Weekly measurable goals
- Increase accuracy: reduce blunders by 20% (track with post‑game review).
- Tactics streak: 7 days in a row of at least 15 solved tactics.
- Endgame win conversion: win or draw 4/5 endgames where you are equal or ahead in minor material during practice games.
Next moves (practical checklist for your next rapid session)
- Open with the lines you know (Bf4/Bishop setups are fine) but run the 3‑question opening checklist before each capture.
- If you win material, pause and scan for immediate counterplay (checks, pawn pushes, discovered attacks).
- Against passed pawn races: aim to trade into a queenless endgame or blockade the pawn with a piece — don’t race to win material unless you’ve calculated promotion threats.
- After each game, annotate one instructive moment and one thing to work on next time.
Small wins to celebrate
- Your strength‑adjusted win rate (~0.496) and recent positive 1‑month rating change (+13) show real progress — keep building on tactical awareness and endgame basics.
- You have a clear tactical instinct (many mates and material wins).

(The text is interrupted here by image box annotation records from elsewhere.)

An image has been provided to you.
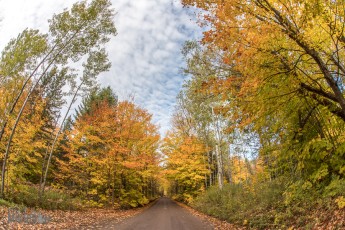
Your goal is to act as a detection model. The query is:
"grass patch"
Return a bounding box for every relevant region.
[192,179,345,229]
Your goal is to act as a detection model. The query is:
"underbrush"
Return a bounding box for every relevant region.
[192,176,345,229]
[4,185,83,210]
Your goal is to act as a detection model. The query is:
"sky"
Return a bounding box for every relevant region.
[0,0,201,135]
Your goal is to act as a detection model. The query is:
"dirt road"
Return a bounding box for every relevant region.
[114,197,213,230]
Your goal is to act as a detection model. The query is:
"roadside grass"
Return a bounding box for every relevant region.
[191,179,345,229]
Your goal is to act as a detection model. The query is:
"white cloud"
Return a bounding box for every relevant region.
[0,0,200,137]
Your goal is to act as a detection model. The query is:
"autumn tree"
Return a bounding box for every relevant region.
[0,0,116,198]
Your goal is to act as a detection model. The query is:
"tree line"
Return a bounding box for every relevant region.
[0,0,159,207]
[165,0,345,228]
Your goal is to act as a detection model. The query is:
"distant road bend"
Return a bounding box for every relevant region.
[115,197,213,230]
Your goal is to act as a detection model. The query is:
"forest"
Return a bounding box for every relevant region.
[0,0,345,229]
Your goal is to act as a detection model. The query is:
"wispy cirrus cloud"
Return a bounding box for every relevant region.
[0,0,200,136]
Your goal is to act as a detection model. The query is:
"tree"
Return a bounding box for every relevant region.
[0,0,116,198]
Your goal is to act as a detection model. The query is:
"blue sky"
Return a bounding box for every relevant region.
[0,0,201,134]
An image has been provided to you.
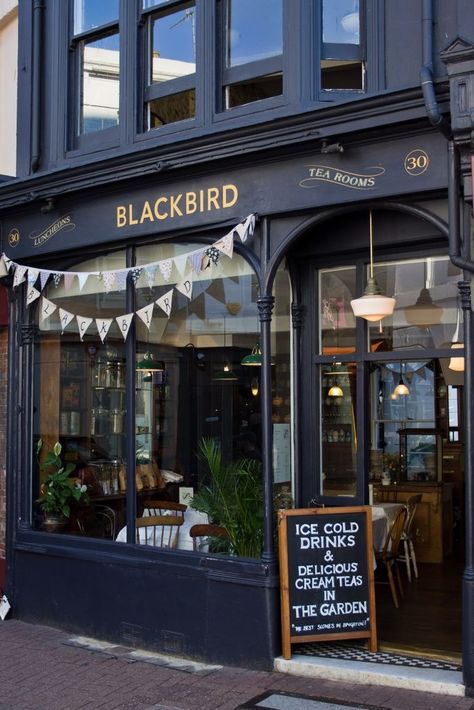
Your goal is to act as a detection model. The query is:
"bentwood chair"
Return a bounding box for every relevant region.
[143,500,188,519]
[135,515,184,547]
[375,507,408,609]
[398,493,423,582]
[189,523,229,552]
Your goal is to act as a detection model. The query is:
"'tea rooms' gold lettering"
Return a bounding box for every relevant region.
[117,183,239,229]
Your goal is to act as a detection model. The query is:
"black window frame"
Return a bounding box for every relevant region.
[314,0,370,103]
[67,0,123,153]
[59,0,385,164]
[141,0,203,137]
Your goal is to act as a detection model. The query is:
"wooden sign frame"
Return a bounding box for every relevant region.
[278,506,377,660]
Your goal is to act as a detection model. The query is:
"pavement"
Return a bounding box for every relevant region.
[0,617,474,710]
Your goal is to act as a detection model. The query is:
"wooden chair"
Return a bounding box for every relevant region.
[135,515,184,547]
[375,486,398,504]
[375,507,408,609]
[398,493,423,582]
[143,500,188,519]
[189,523,229,552]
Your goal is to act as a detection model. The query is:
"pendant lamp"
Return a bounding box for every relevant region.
[351,210,395,321]
[448,308,464,372]
[328,383,344,397]
[136,350,165,372]
[212,362,239,382]
[392,363,410,397]
[250,377,259,397]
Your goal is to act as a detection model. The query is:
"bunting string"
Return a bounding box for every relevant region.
[0,214,256,342]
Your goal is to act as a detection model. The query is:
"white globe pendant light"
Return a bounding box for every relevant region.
[351,210,395,321]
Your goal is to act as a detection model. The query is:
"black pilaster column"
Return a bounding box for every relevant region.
[458,281,474,696]
[257,296,275,563]
[291,303,305,508]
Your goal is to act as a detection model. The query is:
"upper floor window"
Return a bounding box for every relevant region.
[220,0,283,110]
[143,0,198,129]
[72,0,120,136]
[68,0,370,150]
[321,0,365,91]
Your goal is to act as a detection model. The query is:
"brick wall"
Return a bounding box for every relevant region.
[0,326,8,586]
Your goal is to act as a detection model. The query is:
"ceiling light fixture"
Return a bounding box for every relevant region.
[351,210,395,321]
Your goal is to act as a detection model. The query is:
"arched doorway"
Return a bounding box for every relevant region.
[278,205,464,660]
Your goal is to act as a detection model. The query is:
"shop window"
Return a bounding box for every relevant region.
[321,0,365,92]
[32,244,263,557]
[270,264,295,509]
[368,256,461,352]
[145,2,198,129]
[71,0,120,137]
[220,0,283,110]
[319,266,356,355]
[320,362,357,496]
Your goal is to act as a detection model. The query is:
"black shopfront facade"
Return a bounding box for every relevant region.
[1,3,474,688]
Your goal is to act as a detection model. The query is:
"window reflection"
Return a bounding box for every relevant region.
[226,0,283,67]
[151,5,196,83]
[74,0,119,34]
[79,33,120,134]
[319,266,356,355]
[368,257,461,351]
[323,0,360,44]
[320,362,357,496]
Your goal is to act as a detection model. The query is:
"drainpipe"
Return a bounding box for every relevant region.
[420,0,453,140]
[30,0,44,173]
[420,0,474,696]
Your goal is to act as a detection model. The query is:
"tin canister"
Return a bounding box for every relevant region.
[69,412,81,436]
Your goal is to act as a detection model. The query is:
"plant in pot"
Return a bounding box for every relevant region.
[36,439,88,532]
[191,439,263,558]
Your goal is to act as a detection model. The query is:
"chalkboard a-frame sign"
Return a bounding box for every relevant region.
[278,506,377,659]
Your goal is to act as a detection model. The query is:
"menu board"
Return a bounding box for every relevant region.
[278,506,377,659]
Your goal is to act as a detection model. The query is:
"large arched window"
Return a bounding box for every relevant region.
[33,243,262,557]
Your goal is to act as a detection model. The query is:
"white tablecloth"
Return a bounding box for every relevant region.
[372,503,403,552]
[115,508,209,550]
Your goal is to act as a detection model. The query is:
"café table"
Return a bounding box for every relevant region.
[115,508,209,550]
[371,503,403,552]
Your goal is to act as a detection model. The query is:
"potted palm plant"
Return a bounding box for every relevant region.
[191,439,263,558]
[36,439,88,532]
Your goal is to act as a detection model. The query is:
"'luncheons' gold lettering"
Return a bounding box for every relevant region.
[117,183,239,229]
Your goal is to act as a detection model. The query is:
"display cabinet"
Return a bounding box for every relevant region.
[398,428,443,482]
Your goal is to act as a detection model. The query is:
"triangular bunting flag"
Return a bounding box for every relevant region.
[13,264,27,287]
[173,254,188,276]
[0,254,8,278]
[205,247,220,266]
[95,318,114,342]
[115,313,133,340]
[188,249,204,274]
[76,316,92,340]
[115,269,128,291]
[158,259,173,281]
[155,289,173,318]
[145,264,158,288]
[102,271,115,293]
[40,296,57,322]
[175,275,193,300]
[76,271,89,291]
[214,232,234,259]
[64,274,75,291]
[59,308,74,335]
[28,267,39,286]
[40,271,51,291]
[130,266,142,286]
[26,286,41,306]
[136,303,155,330]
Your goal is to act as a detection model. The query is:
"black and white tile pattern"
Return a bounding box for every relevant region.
[291,642,461,671]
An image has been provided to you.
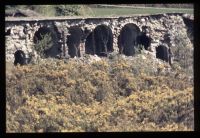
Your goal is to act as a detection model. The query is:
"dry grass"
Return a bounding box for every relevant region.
[6,55,194,132]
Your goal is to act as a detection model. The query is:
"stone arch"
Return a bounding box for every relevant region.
[117,23,141,56]
[5,28,11,36]
[33,26,61,57]
[156,45,169,62]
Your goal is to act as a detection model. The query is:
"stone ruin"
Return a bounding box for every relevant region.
[5,13,194,62]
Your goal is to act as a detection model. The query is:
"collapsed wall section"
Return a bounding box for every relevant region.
[5,14,192,62]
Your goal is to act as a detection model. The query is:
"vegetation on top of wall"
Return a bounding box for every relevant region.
[5,4,193,17]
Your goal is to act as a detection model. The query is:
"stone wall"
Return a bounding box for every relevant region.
[5,13,193,62]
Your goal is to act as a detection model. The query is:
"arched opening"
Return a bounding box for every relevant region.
[118,23,140,56]
[5,29,11,36]
[33,26,60,57]
[156,45,169,62]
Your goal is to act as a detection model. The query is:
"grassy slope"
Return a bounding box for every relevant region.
[6,55,194,132]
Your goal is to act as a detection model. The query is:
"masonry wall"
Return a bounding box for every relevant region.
[5,13,193,62]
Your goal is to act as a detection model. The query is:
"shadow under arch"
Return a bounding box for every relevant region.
[117,23,141,56]
[33,26,61,57]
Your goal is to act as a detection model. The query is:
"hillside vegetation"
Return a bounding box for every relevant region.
[6,54,194,132]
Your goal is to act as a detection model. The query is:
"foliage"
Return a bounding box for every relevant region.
[6,54,194,132]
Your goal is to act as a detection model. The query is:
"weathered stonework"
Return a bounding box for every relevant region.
[5,13,193,62]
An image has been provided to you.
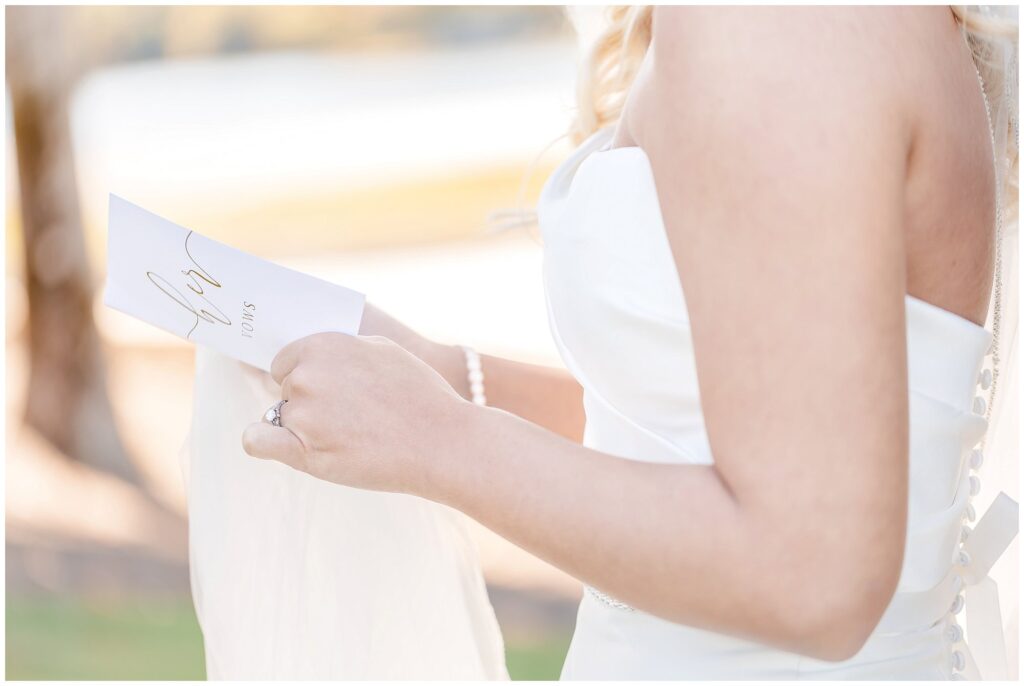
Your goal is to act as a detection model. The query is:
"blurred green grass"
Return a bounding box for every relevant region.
[6,596,569,681]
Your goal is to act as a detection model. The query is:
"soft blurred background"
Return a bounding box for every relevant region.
[5,6,594,679]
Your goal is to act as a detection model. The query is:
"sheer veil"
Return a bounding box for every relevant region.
[182,347,508,680]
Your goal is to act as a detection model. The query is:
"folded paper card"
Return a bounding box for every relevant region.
[103,195,366,371]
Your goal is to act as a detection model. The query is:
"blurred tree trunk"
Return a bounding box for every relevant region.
[6,6,140,483]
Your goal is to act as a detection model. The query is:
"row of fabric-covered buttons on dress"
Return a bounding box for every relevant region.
[946,370,992,681]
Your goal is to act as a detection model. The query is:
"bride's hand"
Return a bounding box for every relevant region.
[242,333,474,495]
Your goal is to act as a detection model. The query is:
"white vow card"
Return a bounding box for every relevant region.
[103,195,366,371]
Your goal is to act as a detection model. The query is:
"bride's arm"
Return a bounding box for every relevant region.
[243,8,912,659]
[359,303,585,442]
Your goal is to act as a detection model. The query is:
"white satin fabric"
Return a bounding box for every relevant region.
[183,347,508,680]
[538,128,1017,680]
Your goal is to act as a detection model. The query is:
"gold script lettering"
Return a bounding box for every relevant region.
[145,231,231,339]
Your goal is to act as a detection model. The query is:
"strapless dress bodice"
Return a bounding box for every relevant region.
[538,128,1016,679]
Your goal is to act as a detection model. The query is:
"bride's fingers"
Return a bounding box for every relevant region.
[242,422,305,469]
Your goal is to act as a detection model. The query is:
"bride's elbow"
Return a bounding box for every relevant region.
[771,547,902,661]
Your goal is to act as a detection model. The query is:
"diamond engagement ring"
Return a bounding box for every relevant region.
[263,400,288,426]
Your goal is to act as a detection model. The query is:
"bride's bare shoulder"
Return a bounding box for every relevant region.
[625,6,953,151]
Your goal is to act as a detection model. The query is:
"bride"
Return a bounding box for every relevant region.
[189,7,1017,680]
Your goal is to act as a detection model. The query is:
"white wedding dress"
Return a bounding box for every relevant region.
[538,128,1017,680]
[184,347,508,680]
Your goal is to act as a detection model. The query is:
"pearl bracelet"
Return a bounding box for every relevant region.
[459,345,487,406]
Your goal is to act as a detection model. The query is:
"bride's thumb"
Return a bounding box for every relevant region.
[242,422,305,469]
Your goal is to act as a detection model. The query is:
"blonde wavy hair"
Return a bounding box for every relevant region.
[569,5,1018,213]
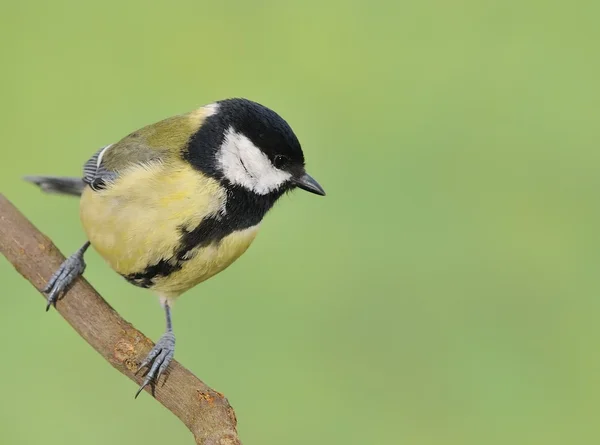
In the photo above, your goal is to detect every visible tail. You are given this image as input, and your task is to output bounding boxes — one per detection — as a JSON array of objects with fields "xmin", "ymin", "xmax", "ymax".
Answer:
[{"xmin": 23, "ymin": 176, "xmax": 85, "ymax": 196}]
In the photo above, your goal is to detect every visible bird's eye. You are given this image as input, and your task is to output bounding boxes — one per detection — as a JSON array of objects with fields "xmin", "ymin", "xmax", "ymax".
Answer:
[{"xmin": 273, "ymin": 155, "xmax": 289, "ymax": 168}]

Turn that instinct into consistent technique by slowing down for the critical capture/check moments.
Optional resources & placeholders
Use the short game viewer above to rewatch the Qf7 mate. Study similar one‑move mate motifs and queen checks to build pattern memory.
- Example opening to review: Scandinavian Defense
- Example opening you play often: Queens-Pawn Opening
Final note
You're on the right track. Keep the tactical practice and add targeted endgame drills. If you want, tell me which one game you want a full move‑by‑move annotated review of and I’ll break down the turning points and alternative lines.